"What is that?" she asked, simply.
The man's jaw dropped and his eyes opened in astonishment. Here was a density of ignorance in regard to the ordinary affairs of the Post which could by no stretch of the imagination be ascribed to chance. If Virginia Albret did not know the meaning of the term, and all the tragic consequences it entailed, there could be but one conclusion: Galen Albret had not intended that she should know. She had purposely been left in ignorance, and a politic man would hesitate long before daring to enlighten her. The Reverend Crane, in sheer terror, became sullen.
"A Free Trader is a man who trades in opposition to the Company," said he, cautiously.
"What great danger is he in?" the girl persisted with her catechism.
"None that I am aware of," replied Crane, suavely. "He is a very ill-balanced and excitable young man."
Virginia's quick instincts recognized again the same barrier which, with the people, with Wishkobun, with her father, had shut her so effectively from the truth. Her power of femininity and position had to give way before the man's fear for himself and of Galen Albret's unexpressed wish. She asked a few more questions, received a few more evasive replies, and left the little clergyman to recover as best he might from a very trying evening.
Out in the night the girl hesitated in two minds as to what to do next. She was excited, and resolved to finish the affair, but she could not bring her courage to the point of questioning her father. That the stranger was in antagonism to the Company, that he believed himself to be in danger on that account, that he wanted succor, she saw clearly enough. But the whole affair was vague, disquieting. She wanted to see it plainly, know its reasons. And beneath her excitement she recognized, with a catch of the breath, that she was afraid for him. She had not time now to ask herself what it might mean; she only realized the presence of the fact.
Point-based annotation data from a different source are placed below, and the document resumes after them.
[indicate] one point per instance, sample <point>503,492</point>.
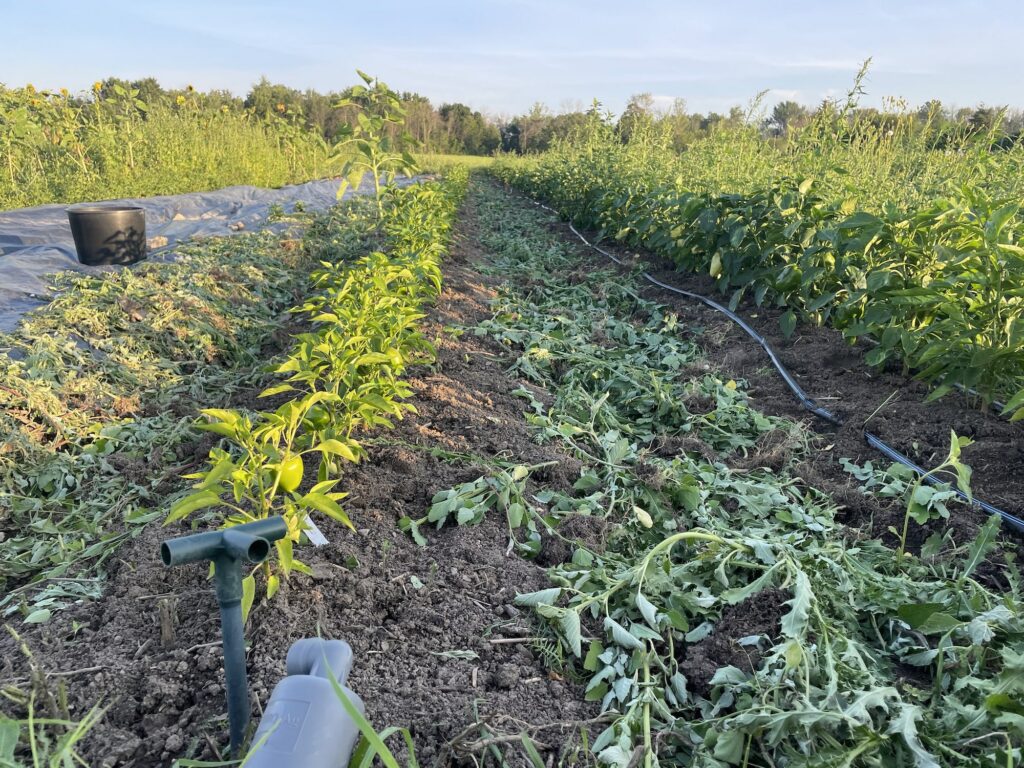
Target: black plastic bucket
<point>108,233</point>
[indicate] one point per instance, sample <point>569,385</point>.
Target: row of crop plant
<point>343,376</point>
<point>939,286</point>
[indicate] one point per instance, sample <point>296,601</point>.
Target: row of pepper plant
<point>341,376</point>
<point>938,287</point>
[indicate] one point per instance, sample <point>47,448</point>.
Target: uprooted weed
<point>864,662</point>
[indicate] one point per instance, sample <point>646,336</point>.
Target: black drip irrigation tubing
<point>805,400</point>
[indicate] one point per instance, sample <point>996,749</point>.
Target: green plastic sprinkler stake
<point>226,549</point>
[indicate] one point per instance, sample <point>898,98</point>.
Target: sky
<point>501,56</point>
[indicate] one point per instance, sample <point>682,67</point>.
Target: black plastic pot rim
<point>806,401</point>
<point>98,208</point>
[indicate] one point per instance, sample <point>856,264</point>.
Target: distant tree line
<point>460,129</point>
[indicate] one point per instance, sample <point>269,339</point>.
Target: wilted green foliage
<point>863,228</point>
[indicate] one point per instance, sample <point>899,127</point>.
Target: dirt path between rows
<point>401,608</point>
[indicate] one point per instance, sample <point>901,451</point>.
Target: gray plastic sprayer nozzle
<point>304,724</point>
<point>226,549</point>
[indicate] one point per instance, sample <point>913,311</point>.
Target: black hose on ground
<point>805,400</point>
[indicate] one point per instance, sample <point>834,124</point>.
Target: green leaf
<point>905,725</point>
<point>787,323</point>
<point>982,545</point>
<point>337,448</point>
<point>9,730</point>
<point>795,623</point>
<point>530,599</point>
<point>327,505</point>
<point>568,624</point>
<point>592,663</point>
<point>647,610</point>
<point>916,613</point>
<point>938,624</point>
<point>621,635</point>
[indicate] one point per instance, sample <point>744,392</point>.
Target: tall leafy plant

She turned instinctively in the direction of Doctor Cockburn's house. Mrs. Cockburn was a plain little middle-aged woman with parted gray hair and sweet, faded eyes. In the life of the place she was a nonentity, and her tastes were homely and commonplace, but Virginia liked her.
She proved to be at home, the Doctor still at his dispensary, which was well. Virginia entered a small log room, passed through it immediately to a larger papered room, and sat down in a musty red armchair. The building was one of the old regime, which meant that its floor was of wide and rather uneven painted boards, its ceiling low, its windows small, and its general lines of an irregular and sagging rule-of-thumb tendency. The white wall-paper evidently concealed squared logs. The present inhabitants, being possessed at once of rather homely tastes and limited facilities, had over-furnished the place with an infinitude of little things—little rugs, little tables, little knit doilies, little racks of photographs, little china ornaments, little spidery what-nots, and shelves for books.
Virginia seated herself, and went directly to the topic.